Electric Vehicle Council spokesman Behyad Jafari says the strategy also fails to deliver minimum fuel efficiency standards, which have been used in the US and Europe for decades.
Fuel efficiency standards require manufacturers to sell vehicles with a combined level of emissions below a defined benchmark, encouraging the sale of zero-emission vehicles.
“There’s no sugar coating it, Future Fuels is a fizzer,” he says.
“If it contained fuel efficiency standards and rebates it would give Australians more choice. The best and most affordable EVs manufacturers are producing would make their way swiftly on to our market.
“Fuel efficiency standards are the absolute bare minimum of what you would expect in any 21st century plan.
“If Australia continues to be one of the only developed nations without fuel efficiency standards then we will continue to be a dumping ground for the world’s dirtiest vehicles. It’s sadly that simple.
“Future Fuels is certainly an advance on the government’s rhetoric of the last election. The strategy has identified some of the correct benefits and pathways, but it does little to realise them.
“I welcome the progress we’ve seen, but it’s far too little too late. For a strategy that has apparently taken years to write, it leaves much to be desired.

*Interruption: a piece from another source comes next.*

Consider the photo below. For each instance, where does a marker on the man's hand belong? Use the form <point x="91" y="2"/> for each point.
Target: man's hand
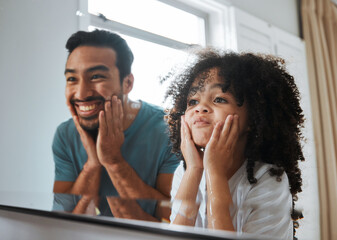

Electric vehicles present a monumental opportunity for Australia not only in reducing pollution, but creating an innovative industry in manufacturing, technology, and services.
“The sector will continue to urge the government to take appropriate actions that get more vehicles to Australia and on our roads. It’s a shame this government doesn’t have the same ambition for Australians that the electric vehicle industry does.”
At the last election the Labor Party called for half of all electric vehicles to be electric by 2030. Manufacturers are already setting those goals, but they may still dump old-tech cars and motorcycles here because of our lack of visionary policy, says Gail Broadbent is a PhD candidate who researches social attitudes to electric cars in the UNSW Faculty of Science, and is a former transport policy advisor in the NSW Government and for not-for-profit agencies.
She calls for subsidising EVs and rolling out more chargers.